Européennes : au Royaume-Uni, des immigrés de l’UE en campagne anti-Brexit

Candidate aux élections européennes, Sophie Larroque sillonne le Royaume-Uni avec son léger accent français, déterminée à stopper le Brexit comme une poignée d’autres expatriés européens qui ont fait le grand saut dans la politique britannique.

Il y a encore quelques semaines, personne n’imaginait une participation du Royaume-Uni aux élections européennes: le pays devait quitter le club européen le 29 mars.

Mais le rejet au Parlement de l’accord de divorce négocié avec Bruxelles a tout chamboulé et contraint la Première ministre conservatrice Theresa May à reporter le Brexit et à organiser ce scrutin, devenu pour certains europhiles une opportunité de combattre le Brexit.

Sophie Larroque, une avocate française de 40 ans, travaille comme conseillère juridique au Royaume-Uni grâce à la reconnaissance des diplômes universitaires au sein de l’UE.

Sans expérience politique, elle a fondé en avril le parti "UK EU" avec trois amis britanniques. La semaine dernière, la candidate a voyagé presque chaque jour depuis Londres, où elle vit, vers le nord-ouest du pays, pour faire campagne, accumulant des heures et des heures de train, préparant ses discours entre deux sandwiches. En payant tous les frais de sa poche.

"Je jongle avec le travail, mes clients, mes dossiers, ça demande beaucoup, beaucoup d’organisation", confie-t-elle.

– "C’est chez moi ici" –

A Wilmslow, banlieue cossue de Manchester aux belles résidences à colombages, style Tudor, elle participe à un débat organisé dans une salle paroissiale face aux candidats de cinq autres partis.

Dans l’assistance, Alison Kinsey, une Britannique de 53 ans, est contre le Brexit, mais la présence d’une candidate originaire d’un autre pays ne l’enthousiasme guère. Elle y voit certes "un signe d’inclusion européenne" mais pas "déterminant" pour emporter son vote.

C’est peut-être la raison pour laquelle la poignée d’expatriés qui, comme Mme Larroque, aspirent à devenir un des 73 représentants britanniques au Parlement européen, s’adressent d’abord à leurs semblables, les quelque 3 millions de ressortissants européens installés au Royaume-Uni et en âge de voter.
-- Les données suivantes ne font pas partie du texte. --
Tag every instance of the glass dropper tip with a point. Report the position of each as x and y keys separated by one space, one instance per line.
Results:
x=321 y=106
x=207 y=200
"Il n’est pas nécessaire d’être Britannique pour combattre le Brexit, comme il n’est pas nécessaire d’être Britannique pour aimer ce pays", souligne Joan Pons Laplana.

Cet infirmier espagnol de 44 ans, qui vit depuis 19 ans en Angleterre, où il a fait carrière et fondé une famille, est numéro deux sur la liste du nouveau parti anti-Brexit Change UK, pour la région des East Midlands.

"C’est chez moi ici, j’ai trois enfants britanniques et je n’ai pas besoin d’un passeport britannique pour défendre la place du Royaume-Uni dans l’UE", insiste-t-il.

Les citoyens originaires de l’UE peuvent voter dans d’autres pays que le leur aux élections locales et européennes. Mais pour ces dernières, de nombreux immigrés au Royaume-Uni préfèrent voter pour les listes de leur pays.

"Beaucoup de gens craignent, s’ils s’inscrivent pour voter ici et que le Brexit a lieu, de perdre le droit de voter dans leur pays", dit Joan Pons Laplana, qui a fait campagne pendant des semaines avec plusieurs organisations pro-UE pour inciter "les gens à s’inscrire" sur les listes électorales.

– Ancien vice-Premier ministre –

Jan Rostowski est un vieux routier de la politique: ce Polonais de 67 ans a été ministre des Finances du Premier ministre polonais Donald Tusk entre 2007 et 2013, et brièvement vice-Premier ministre en 2013.

En deuxième position sur la liste du Change UK à Londres, il fait campagne à Ealing, dans l’ouest de la capitale britannique, où vit une importante communauté polonaise.

"Une des choses que nous voulons faire, c’est donner aux citoyens européens le droit de vote aux élections britanniques", assure-t-il.

Mais la notoriété peut parfois être à double tranchant.

"Je voterai pour quelqu’un de complètement nouveau, dont je ne sais rien. Lui, il est controversé", affirme Piotr, un ingénieur de 40 ans, après avoir discuté longtemps en polonais avec le candidat au milieu de la rue.